A Few Days in Cartagena

October 13, 2015

There are 18 motorcycles on the Stahlratte in Cartagena harbor. There are 23 of us spread around several hotels and hostels in the Getsemani district, just outside the walls of the Old City. This is an interesting place: the odd combination of backpacker tourists and red light district. During the day it feels like most other old Latin American cities I’ve been in over the past couple of months. At night it’s a little different. Not uncomfortable. Just different. 
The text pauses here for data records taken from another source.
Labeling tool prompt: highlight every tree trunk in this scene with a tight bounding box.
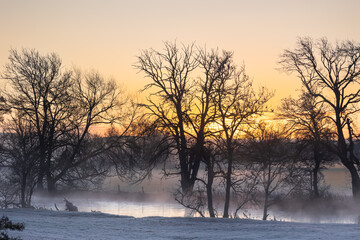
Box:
[206,166,215,217]
[223,154,233,218]
[312,146,321,198]
[262,192,269,221]
[336,113,360,199]
[20,175,27,208]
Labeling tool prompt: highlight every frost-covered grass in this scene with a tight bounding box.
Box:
[0,209,360,240]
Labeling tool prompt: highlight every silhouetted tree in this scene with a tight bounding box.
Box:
[135,42,199,193]
[280,91,334,197]
[0,113,39,208]
[214,65,273,218]
[2,49,73,188]
[2,49,128,191]
[248,122,301,220]
[0,216,25,240]
[280,38,360,198]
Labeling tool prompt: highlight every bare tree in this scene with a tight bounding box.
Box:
[2,49,128,191]
[248,122,301,220]
[135,42,199,193]
[2,49,73,188]
[1,113,39,208]
[279,91,334,198]
[280,38,360,198]
[214,66,273,218]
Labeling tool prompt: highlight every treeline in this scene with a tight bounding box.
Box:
[0,38,360,220]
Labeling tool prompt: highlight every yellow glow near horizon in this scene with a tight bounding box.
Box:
[0,0,360,109]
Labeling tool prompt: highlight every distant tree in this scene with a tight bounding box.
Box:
[2,49,73,188]
[0,113,39,208]
[2,49,128,191]
[247,122,302,220]
[280,91,335,198]
[135,42,200,193]
[0,216,25,240]
[214,62,273,218]
[280,38,360,198]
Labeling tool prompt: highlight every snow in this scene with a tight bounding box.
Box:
[0,209,360,240]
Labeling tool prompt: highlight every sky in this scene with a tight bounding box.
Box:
[0,0,360,104]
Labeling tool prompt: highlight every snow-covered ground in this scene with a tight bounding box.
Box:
[0,209,360,240]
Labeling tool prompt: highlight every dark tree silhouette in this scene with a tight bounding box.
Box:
[247,122,302,220]
[135,42,199,193]
[0,216,25,240]
[0,113,39,208]
[280,91,334,198]
[2,49,128,191]
[214,63,273,218]
[280,38,360,198]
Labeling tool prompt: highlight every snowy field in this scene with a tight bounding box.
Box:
[0,209,360,240]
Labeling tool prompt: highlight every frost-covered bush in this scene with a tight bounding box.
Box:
[0,216,25,240]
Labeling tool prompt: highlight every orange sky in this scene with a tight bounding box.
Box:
[0,0,360,107]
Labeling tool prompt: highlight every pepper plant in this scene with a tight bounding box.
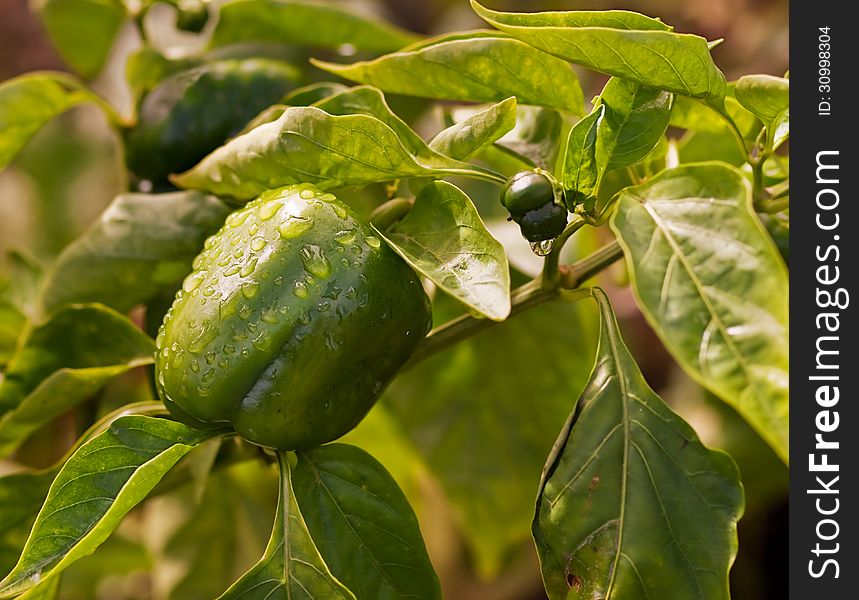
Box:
[0,0,789,600]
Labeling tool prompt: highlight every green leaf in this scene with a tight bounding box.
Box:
[497,106,566,172]
[157,462,276,600]
[561,104,605,209]
[596,77,674,171]
[292,444,441,599]
[218,453,355,600]
[209,0,419,52]
[0,72,93,169]
[37,0,127,77]
[384,296,596,577]
[734,75,790,126]
[0,305,155,455]
[311,31,584,115]
[429,98,516,160]
[173,106,502,200]
[41,192,230,312]
[313,85,436,162]
[533,289,743,600]
[0,416,216,598]
[612,163,789,462]
[0,469,57,574]
[125,46,202,102]
[471,0,725,107]
[380,181,510,321]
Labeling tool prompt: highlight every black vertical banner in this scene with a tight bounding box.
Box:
[790,0,859,600]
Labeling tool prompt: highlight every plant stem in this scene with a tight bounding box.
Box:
[403,242,623,369]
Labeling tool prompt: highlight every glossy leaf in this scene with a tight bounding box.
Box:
[561,105,605,210]
[734,75,790,125]
[218,454,355,600]
[0,416,214,598]
[497,106,566,172]
[0,72,93,169]
[596,77,673,171]
[429,98,516,160]
[41,192,230,312]
[313,85,436,161]
[471,0,725,106]
[292,444,441,599]
[384,296,596,577]
[612,163,789,461]
[210,0,418,52]
[0,305,155,454]
[533,289,743,600]
[37,0,126,77]
[380,181,510,321]
[0,469,56,575]
[311,31,584,115]
[173,107,498,200]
Entrance to the old walled city.

 

Monday is a holiday in Colombia…believe it or not, it’s Columbus Day, just like in the U.S. Almost everything is closed for the day, and the crowds are non-existent, until the cruise ship pulls up.

 

The pigeons were unaware of the holiday.

 

So were these guys playing dominoes. Longest. Game. Ever.

 

That old Colonial feel…again like the French Quarter in New Orleans.

 

One for Sandy…

 

My sense of humor. Love it.

 

 

Sitting at a sidewalk cafe and happened to look up, and there’s a bunch of the guys from the Stahlratte…

 

Another indicator that a place is too touristy for me…

 

Castillo de San Felipe. This sets a new record for me for the total number of rocks glued together in one place.

The morning after arriving in Cartagena we catch taxis back to the harbor at 6am to begin unloading the bikes. They are taken off the ship six at a time and placed on a large flat barge, then motored to shore. We’re instructed to take only our helmets and boots and to leave the rest of our gear onboard for now. We are headed directly to DIAN (Aduana, or Customs) to have the bikes officially admitted into the country. 

It’s a short six block ride to Customs. They open the gate at 8am and we file in. By 9am we have our bikes inspected and are told to return at 2:30 to sign the paperwork and pick them up. This would take a couple of hours if I was traveling solo, but the sheer volume, combined with the official government work pace, requires a bit longer today. So it’s back to the hotels for a few hours to wait.

At 2:30 we’re all back and within a half hour we’re all officially legally in Colombia and free to go, although we still have to buy SOAT, the mandatory insurance, which costs about $30 for 90 days. It turns out the nearest SOAT office only sells motorcycle insurance between 8am and noon, so that will have to wait one more day. We leave DIAN as a group and head back to the docks one more time, to retrieve all of our gear from the Stahlratte. It takes three trips with the dinghy to bring all of the panniers, tank bags, riding gear, etc from ship to dock. 

We meet up for a couple of evenings at the Mamallena Hostel on Media de Luna street (come to think of it, a very fitting name for the main street through the red light district) for drinks and to swap travel stories. It’s definitely an interesting group, and everyone has a different reason or plan for their trip. Most are traveling much faster than I am, as their goal is Ushuaia — the southern tip of South America — and most only have until the end of the year before they have to return to jobs. A few of us are going further, and the same people seem to be traveling slower. I find that John and Bev (British couple on XT600s) are on a similar pace and we discuss the possibility of shipping to Africa together in March. There is no doubt that several of us will cross paths again on the way south.

Most leave Wednesday morning headed straight for Medellin — a two day ride. The few stragglers that stay behind another day meet up again at Mamallena, and as I walk through the lobby, there are two blue KLR650s parked there. It’s the two Canadians that I met on the ferry to Ometepe Island in Nicaragua, and again in Boquete, Panama. They have just arrived on the Wildcard, a smaller sailboat.

The Gringo Trail continues to funnel motorcyclists through the same areas.